Theory and computation
Sample entropy, like its predecessor, approximate entropy, attempts to provide a computationally tractable quantification of the complexity of a time series. Loosely, it attempts to measure the “unpredictability” of a signal, defined as the degree to which future values of the signal can be predicted from past observations.

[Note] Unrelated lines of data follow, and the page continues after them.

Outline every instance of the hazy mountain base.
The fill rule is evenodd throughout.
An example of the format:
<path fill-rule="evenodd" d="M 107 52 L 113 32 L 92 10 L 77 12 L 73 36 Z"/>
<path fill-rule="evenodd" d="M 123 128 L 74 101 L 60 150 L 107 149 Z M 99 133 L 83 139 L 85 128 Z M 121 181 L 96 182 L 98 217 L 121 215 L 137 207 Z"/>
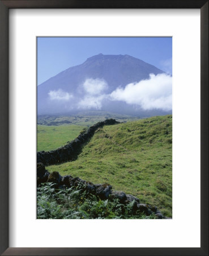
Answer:
<path fill-rule="evenodd" d="M 48 170 L 108 182 L 172 217 L 172 123 L 167 115 L 104 126 L 76 160 Z"/>
<path fill-rule="evenodd" d="M 57 126 L 64 124 L 76 125 L 85 127 L 90 126 L 97 122 L 114 118 L 123 122 L 148 117 L 143 115 L 129 115 L 104 111 L 88 111 L 76 114 L 59 115 L 42 115 L 37 118 L 37 124 L 47 126 Z M 61 146 L 61 145 L 59 145 Z"/>

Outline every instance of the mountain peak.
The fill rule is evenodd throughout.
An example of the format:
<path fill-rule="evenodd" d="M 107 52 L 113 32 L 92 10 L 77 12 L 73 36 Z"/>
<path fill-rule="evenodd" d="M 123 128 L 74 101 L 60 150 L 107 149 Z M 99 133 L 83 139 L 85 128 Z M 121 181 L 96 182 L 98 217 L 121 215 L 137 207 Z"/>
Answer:
<path fill-rule="evenodd" d="M 138 61 L 143 61 L 143 60 L 140 60 L 139 59 L 135 58 L 135 57 L 133 57 L 132 56 L 129 55 L 127 54 L 125 55 L 110 55 L 110 54 L 107 54 L 104 55 L 103 53 L 99 53 L 97 55 L 94 55 L 91 57 L 88 57 L 85 62 L 88 62 L 89 61 L 95 61 L 97 60 L 131 60 L 131 59 L 135 59 L 137 60 Z M 144 62 L 144 61 L 143 61 Z"/>

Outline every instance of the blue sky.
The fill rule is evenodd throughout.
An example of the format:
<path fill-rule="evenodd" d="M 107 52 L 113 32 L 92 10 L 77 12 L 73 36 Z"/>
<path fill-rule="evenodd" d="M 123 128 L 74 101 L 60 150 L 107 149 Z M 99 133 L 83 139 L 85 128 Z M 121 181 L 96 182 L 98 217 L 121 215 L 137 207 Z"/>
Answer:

The general idea behind the approach is like this: We have a time series $\mathbf{X}$ (often a biological signal – say, scalp voltage), which we assume is the result of some underlying nonlinear dynamical system (brain activity). This system is high dimensional, but we only observe some unidimensional result of the system (the voltage at a single location). This is clearly not enough to reconstruct the system, but we can, in some sense, “extract” additional dimensions from $\mathbf{X}$ by looking at the change in $\mathbf{X}$ at different time lags, and then “projecting” the result into a higher dimension.
Sample entropy (SampEn)
For example, the voltage \(x_t\) at a single time point is 1-dimensional, but we if we take \(m\) samples at lag \(\tau\), then we get the \(m\)-dimensional vector \(y^t_{\tau,m} = (x_t,x_{t+\tau},x_{t+2\tau},\dots,x_{t+m\tau})\). The value \(m\) is called the embedding dimension, and \(\tau\) the time lag. We can then ask the question: if two points are similar in embedding dimension \(m\) (that is, closer than some distance \(r\)), what is the probability that they will remain similar in dimension \(m+1\)? Letting \(A^m(x)\) be the probability that two points are similar in dimension \(m+1\), and \(B^m(x)\) be the probability that two points are similar in dimension $m$, SampEn estimates
\[\text{SampEn}_{m,\tau,r} = -\ln{\frac{A^m(x)}{B^m(x)}}\]As an intuition aid, a constant or strictly periodic signal has zero entropy, whereas a signal with no correlation structure (such as white noise) has maximum entropy (what “maximum entropy” is, exactly, depends on the sample size and the parameters of the algorithm). SampEn thus provides a measure of the complexity of the signal.
Multiscale entropy
Multiscale sample entropy (MSSampEn) is an extension of SampEn that examines the complexity of a time series at different time scales. The most common approach is straightforward: we partition \(\mathbf{X}\) into bins of length \(\epsilon\), and then compute the mean of \(\mathbf{X}\) within each bin, giving a new time series of length \(N/\epsilon\) (this procedure is called coarse-graining). SampEn can then be computed for various value of \(\epsilon\), estimating the complexity of \(\mathbf{X}\) at increasing time scales. Time series which are “locally” unpredictable, but which exhibit “low frequency” structure, might then be expected to show increasing entropy at longer time scales. Conversely, white noise is “scale invariant” in some sense, and so would show constant entropy at any time scale. This is easy to show by setting the similarity threshold \(r\) at some constant percentage of signal variance, which we can accomplish by scaling the series to have unit variance after coarse-graining. If the raw series is
\[x_t \sim \mathrm{N}(0,1)\]the the coarse-grained series \(\mathbf{y}\) is
\[y_t \sim \mathrm{N}\left (0,\frac{1}{\epsilon}\right)\]but after scaling, this is just more white noise, so SampEn is the same. If the series is not scaled after coarse-graining (or \(r\) is not adapted), then, because coarse-graining reduces signal variance, entropy will decrease monotonically as \(\epsilon\) increases.
Ahmed, M. U., & Mandic, D. P. (2011). Multivariate multiscale entropy: A tool for complexity analysis of multichannel data. Physical Review E, 84(6), 061918.